The company, which is dormant, was given an absolute discharge – meaning a conviction will not be registered on its record.

Fernandez told the committee that the decision to press for a conviction ‘gave a peculiar message that was not supported by previous DPAs’. He added that one of the legal arguments raised was: ‘Had it [Skansen] been a larger company there is very little doubt it would have been given the opportunity to negotiate [to enter into a DPA].’

He added: ’There is little sense why prosecution proceeded. One reason that has been suggested was to send a message that this behaviour of this type of behaviour is not to be tolerated. That is the case but that could still have been done through a DPA.’

However, Fernandez said the case should not be used as a ‘yardstick’ with which to measure the success of the act.

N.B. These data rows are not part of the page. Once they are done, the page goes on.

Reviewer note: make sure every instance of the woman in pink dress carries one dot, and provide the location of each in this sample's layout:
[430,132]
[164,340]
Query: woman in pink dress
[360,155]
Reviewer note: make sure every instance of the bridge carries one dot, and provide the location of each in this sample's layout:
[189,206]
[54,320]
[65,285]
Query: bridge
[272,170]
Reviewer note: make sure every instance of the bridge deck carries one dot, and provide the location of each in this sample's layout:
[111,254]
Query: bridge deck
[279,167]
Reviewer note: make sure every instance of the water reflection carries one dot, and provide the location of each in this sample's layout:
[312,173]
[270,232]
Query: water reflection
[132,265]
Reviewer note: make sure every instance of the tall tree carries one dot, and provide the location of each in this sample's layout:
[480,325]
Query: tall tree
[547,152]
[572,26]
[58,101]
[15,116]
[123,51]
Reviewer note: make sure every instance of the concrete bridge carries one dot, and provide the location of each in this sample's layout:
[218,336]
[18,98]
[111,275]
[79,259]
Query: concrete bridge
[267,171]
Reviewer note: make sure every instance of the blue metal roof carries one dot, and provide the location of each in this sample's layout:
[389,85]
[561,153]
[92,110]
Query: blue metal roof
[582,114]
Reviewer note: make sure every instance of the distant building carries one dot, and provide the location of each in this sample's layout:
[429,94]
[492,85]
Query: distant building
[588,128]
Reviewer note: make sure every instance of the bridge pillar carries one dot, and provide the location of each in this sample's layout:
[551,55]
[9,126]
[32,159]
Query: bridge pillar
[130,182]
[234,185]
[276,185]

Asked what companies can do to ensure they have the right procedures in place Fernandez said it is crucial companies have a ‘bespoke’ policy in place. ‘A corporate needs to look at the risks it faces and any risks in its corporate structure,’ Fernandez said, adding that any procedure needs to cover off any red flags. ‘You need a bespoke policy, you can’t just pull of a blanket policy from the internet. It could end up being a company’s downfall if it is determined that the policy is not sufficient,’ he added.